Berdasarkan pantauan langsung di lapangan, titik mati kemacetan utama terpusat di area yang berdekatan dengan sejumlah pusat aktivitas komersial. Beberapa di antaranya yang diduga kuat menjadi pemicu utama adalah aktivitas keluar-masuk kendaraan di SPBU Daya, gerai Mie Gacoan, Assauna, Richeese, serta toko Citra Cosmetik.
Tingginya volume kendaraan pengunjung di lokasi-lokasi tersebut, yang diperparah dengan minimnya lahan parkir internal yang memadai, dinilai menjadi biang keladi penyempitan badan jalan. Akibatnya, antrean panjang kendaraan yang mengular tak terhindarkan.
Dampak dari kesemrawutan ini terbilang fatal. Selain menghambat mobilitas warga yang hendak menuju pusat kota Makassar maupun arah sebaliknya, kemacetan di titik ini juga mengancam kelancaran akses menuju fasilitas publik vital, seperti Terminal Daya dan Bandara Internasional Sultan Hasanuddin.
Salah seorang pengendara yang kerap melintas, Andi (34), meluapkan kekesalannya kepada awak media. Menurutnya, pembiaran ini sudah sangat merugikan masyarakat luas.
“Hampir setiap hari di titik ini macet parah. Kendaraan yang antre masuk ke SPBU atau ke gerai makanan sering meluber sampai ke badan jalan utama. Ini sangat mengganggu pengendara lain. Tolong ini ditertibkan,” tegas Andi, Sabtu (20/6/2026).
Menyikapi kondisi yang kian semrawut, publik mendesak otoritas terkait, khususnya Dinas Perhubungan (Dishub) Kota Makassar dan Satlantas Polrestabes Makassar, untuk segera turun tangan melakukan langkah konkret.

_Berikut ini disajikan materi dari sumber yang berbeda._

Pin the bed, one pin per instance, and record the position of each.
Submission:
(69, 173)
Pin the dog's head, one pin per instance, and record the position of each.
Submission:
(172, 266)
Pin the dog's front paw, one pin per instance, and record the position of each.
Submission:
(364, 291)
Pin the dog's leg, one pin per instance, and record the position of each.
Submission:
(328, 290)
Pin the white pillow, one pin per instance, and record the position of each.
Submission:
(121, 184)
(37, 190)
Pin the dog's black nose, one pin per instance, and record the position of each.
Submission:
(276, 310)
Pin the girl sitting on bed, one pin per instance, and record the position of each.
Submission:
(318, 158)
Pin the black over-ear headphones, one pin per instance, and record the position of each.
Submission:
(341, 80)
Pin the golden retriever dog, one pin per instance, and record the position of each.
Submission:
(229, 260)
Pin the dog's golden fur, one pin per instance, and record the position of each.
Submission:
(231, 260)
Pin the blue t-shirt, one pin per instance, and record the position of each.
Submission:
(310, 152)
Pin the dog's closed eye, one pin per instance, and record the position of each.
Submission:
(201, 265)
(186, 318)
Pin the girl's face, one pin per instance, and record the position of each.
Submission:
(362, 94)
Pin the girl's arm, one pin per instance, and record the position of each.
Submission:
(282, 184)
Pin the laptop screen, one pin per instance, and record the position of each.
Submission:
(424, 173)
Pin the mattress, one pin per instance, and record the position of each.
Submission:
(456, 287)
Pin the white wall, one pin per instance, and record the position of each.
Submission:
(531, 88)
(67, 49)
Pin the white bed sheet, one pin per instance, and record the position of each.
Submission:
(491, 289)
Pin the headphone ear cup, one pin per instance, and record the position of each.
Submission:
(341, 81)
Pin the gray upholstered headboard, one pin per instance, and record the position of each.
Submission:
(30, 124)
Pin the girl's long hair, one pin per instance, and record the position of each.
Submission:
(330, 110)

Terdapat empat tuntutan utama yang kini disuarakan oleh masyarakat pengguna jalan:
- Evaluasi Total Amdal Lalin: Melakukan peninjauan kembali terhadap Analisis Dampak Lalu Lintas (Amdal Lalin) pada tempat-tempat usaha yang menjadi pemicu kepadatan.
- Penertiban Parkir Liar: Melarang keras dan menindak tegas kendaraan yang parkir di bahu jalan hingga mempersempit ruang gerak lalu lintas.
- Penempatan Personel (Plotting): Menempatkan personel Dishub atau Kepolisian secara rutin pada jam-jam rawan macet di depan titik-titik usaha tersebut.
- Sanksi Tegas Pemilik Usaha: Memberikan teguran keras hingga sanksi administratif bagi pemilik usaha yang acuh terhadap penyediaan kantong parkir layak.
Hingga berita ini diturunkan, pihak pengelola dari masing-masing unit usaha komersial tersebut diharapkan segera berkoordinasi dengan Pemerintah Kota Makassar. Warga berharap pemerintah tidak menutup mata dan segera mengambil tindakan diskresi yang tegas demi kenyamanan serta keselamatan para pengguna jalan.